There wasn’t much to do or even see on the island, but it was interesting to walk about and soak in the atmosphere. You’re in the middle of a city of 20 million + inhabitants, and yet the lifestyle for those who live on the island is completely rural: green fields, dirt roads, donkeys, cows… Not a car in sight. It felt as if we’d landed in the middle of the Egyptian countryside, although we could still see the apartment buildings and high rises on either shore of the Nile.

We walked around for an hour or so, sharing an old dirt track along the water with some men astride donkeys. We even came across a mysterious palace, which a bit of online sleuthing has revealed is called Dahab Palace (Gold Palace). Apparently it was built twenty years ago by the rather mysterious Prince Naguib Abdallah, an art collector and aesthete (who probably deserves a post all to himself: he was apparently  the lover of the late socialite São Schlumberger in the 70s, and these are some pictures Architectural Digest took of his London flat in 1995). The palace was founded as a centre that raises awareness about environmental issues, whatever that means, but it was nearly demolished last year because it doesn’t follow building regulations along the water. Something must’ve happened to save it, because the palace was still standing when we went.

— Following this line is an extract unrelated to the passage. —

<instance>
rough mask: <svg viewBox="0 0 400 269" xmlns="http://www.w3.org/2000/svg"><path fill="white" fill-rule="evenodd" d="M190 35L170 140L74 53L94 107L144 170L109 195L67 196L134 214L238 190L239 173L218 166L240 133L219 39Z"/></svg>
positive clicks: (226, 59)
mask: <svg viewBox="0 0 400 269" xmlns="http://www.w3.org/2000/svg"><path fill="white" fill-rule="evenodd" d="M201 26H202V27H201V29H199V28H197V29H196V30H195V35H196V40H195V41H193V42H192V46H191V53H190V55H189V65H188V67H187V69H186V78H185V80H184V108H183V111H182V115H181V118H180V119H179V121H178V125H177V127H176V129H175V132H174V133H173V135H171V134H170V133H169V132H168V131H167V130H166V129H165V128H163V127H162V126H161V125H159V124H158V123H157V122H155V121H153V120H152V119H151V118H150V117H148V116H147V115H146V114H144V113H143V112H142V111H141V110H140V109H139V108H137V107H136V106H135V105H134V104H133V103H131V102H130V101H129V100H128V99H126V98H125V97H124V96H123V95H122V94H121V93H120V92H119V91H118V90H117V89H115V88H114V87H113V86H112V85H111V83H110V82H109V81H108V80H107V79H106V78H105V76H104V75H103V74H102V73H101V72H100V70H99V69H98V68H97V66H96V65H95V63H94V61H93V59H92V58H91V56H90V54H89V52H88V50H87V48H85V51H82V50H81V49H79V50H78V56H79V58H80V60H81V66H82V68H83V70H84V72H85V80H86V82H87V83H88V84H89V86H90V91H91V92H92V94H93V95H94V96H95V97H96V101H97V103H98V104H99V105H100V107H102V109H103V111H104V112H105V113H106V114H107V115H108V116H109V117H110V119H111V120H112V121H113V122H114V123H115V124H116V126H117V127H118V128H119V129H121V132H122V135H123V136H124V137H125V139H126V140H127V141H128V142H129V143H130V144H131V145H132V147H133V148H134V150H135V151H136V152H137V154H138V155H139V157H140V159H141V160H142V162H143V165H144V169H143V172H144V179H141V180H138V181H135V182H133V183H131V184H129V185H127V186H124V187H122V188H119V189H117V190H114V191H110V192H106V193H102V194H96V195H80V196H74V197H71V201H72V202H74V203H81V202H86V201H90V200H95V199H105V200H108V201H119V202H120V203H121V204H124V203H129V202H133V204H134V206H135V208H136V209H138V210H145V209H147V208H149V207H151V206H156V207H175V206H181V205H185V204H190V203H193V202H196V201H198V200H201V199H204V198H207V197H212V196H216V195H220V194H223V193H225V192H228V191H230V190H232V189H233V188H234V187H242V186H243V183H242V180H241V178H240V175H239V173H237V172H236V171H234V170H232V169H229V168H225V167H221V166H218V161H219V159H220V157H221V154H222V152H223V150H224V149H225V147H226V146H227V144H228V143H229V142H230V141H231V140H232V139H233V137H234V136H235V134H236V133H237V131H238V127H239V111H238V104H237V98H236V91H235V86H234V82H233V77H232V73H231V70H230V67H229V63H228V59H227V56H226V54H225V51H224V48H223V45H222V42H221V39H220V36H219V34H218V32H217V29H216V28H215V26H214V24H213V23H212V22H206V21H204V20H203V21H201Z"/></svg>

More online sleuthing has revealed that you can even rent a guest apartment inside the palace on AirBnB. The place looks lovely, and it appears to be rented out by Naguib Abdullah himself, along with a professor of architecture at the German University in Cairo.

Cairo Delivers

When I move to a new city, I always put some thought into how I’ll make my morning coffee. Preference usually goes to a moka pot stovetops, which are light and relatively inexpensive. My preferred brand is, of course, Bialetti, although we had a beautifully designed Alessi that served us well for many years in Vancouver and California and which we had to leave behind when we moved. RIP little Alessi moka pot, you were loved and you helped us get through many early mornings.

In Cairo, I had a really hard time finding a decent moka pot. After some searching, we did find a cheap no-brand model in a supermarket, but I’ve had a bad experience with one like that in the past so I was looking for better quality. Everyone always says that everything in Egypt gets done on social media, so finally I decided to contact the Bialetti Egypt Facebook Page by private message. Within a few hours, they had answered my message and given me a call. As it turns out, there was a stock shortage as they were having some import trouble, but they offered to deliver me one of their MokaCrèm, the one model they did have in stock. The next day, as we were cleaning our new apartment, someone knocked on the door. I gave him money and he gave me a new moka pot. The rest is caffeine history.

The point of this post is not, in fact, to address the quality of my morning coffee, but actually to discuss the fact that you can have anything delivered in Cairo. Chaotic street life, incessant traffic, high levels of harassment, and low wages all create a perfect storm that leads Cairenes to rely on others to get them what they need, so they don’t have to leave the comfort of their homes.

If you find this as interesting as I do, check out this hilarious New York Times article from a few years back that discusses everything you can get delivered to your door in Cairo, including a haircut, your birth certificate, and even an X-Ray.

Other than my precious coffee machine, we actually haven’t expanded our ordering skills beyond food—but cheap deliveries have definitely made us progressively lazier as the weeks have passed. We order-in dinner more often than we’d like to admit, and reached new heights recently by having a meal delivered to our apartment from a restaurant located in our building. I could’ve gone in my slippers… but why bother when I can have someone bring it to me for less than a dollar? We also regularly have booze delivered to our door when we run out, and we often order in these little fava bean snacks we like because they can be hard to find in stores. That’s right, we get chips delivered to our flat. No shame.

To avoid feeling too guilty, we tell ourselves that’s just the way the economy here works.